Positional deviation of each inner layer: The deviation of the dimension between the reference holes between the wiring patterns of the inner layer was measured by a coordinate measuring machine in both the vertical and horizontal directions. Heat resistance: D-4 / 100 wiring board
After the treatment, the plate was immersed in a solder at 260 ° C. for 30 seconds, and the state of the plate (such as warpage) was visually observed. Dimensional stability: MI
According to the L method.

In the item of displacement of the inner layer in Table 1,
L1 and L2 represent the wiring patterns on the front and back of the first inner layer board, and L3 and L4 represent the wiring patterns on the front and back of the second inner layer board.
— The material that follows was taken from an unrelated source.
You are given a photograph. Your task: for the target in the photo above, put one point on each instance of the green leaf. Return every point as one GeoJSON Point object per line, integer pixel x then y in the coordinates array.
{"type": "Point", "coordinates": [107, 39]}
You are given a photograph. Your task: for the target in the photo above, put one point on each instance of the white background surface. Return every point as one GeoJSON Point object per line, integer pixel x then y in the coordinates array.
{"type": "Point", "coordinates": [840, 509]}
In the table, the mark ○ is not good and the mark △ is not good, but it is practically acceptable, and the mark × is defective.

[0032]

[Table 1]

[0033]

As is clear from the above description and Table 1, the method for manufacturing a multilayer printed wiring board according to the present invention can accurately align a plurality of wiring patterns on an inner layer board, and particularly, a six-layer printed circuit board. The above thin multilayer board can be manufactured with good workability.

[Brief description of the drawings]

FIG. 1 is a sectional view showing a layer configuration of a multilayer printed wiring board according to the present invention separately.

FIG. 2 is an enlarged sectional view of an ellipse I in FIG.

FIG. 3 is an enlarged plan view of an ellipse I in FIG. 1;

FIG. 4 is a cross-sectional view showing a layer configuration of a multilayer printed wiring board according to a conventional manufacturing method separately.

FIG. 5 is a cross-sectional view illustrating a stop method of a conventional manufacturing method.

[Explanation of symbols]

 DESCRIPTION OF SYMBOLS 1 Insulating board 2, 3 Wiring pattern 4 Inner board 5a, 5b Prepreg 6 Outer copper foil 7 Stopper 8 Reference hole 9 Piano wire

Claims (1)

[Claims] 1. After laminating a plurality of inner-layer boards each having a wiring pattern formed on each of the front and back surfaces via a prepreg between the boards, and further laminating an outer-layer copper-clad board or metal foil on both sides thereof, Manufacturing a multilayer printed wiring board by integrally heating and pressing, wherein a piano wire or a fine wire for positioning is sewn to a predetermined position of the inner layer board and the prepreg, and the multilayer printed wiring board is manufactured. Method.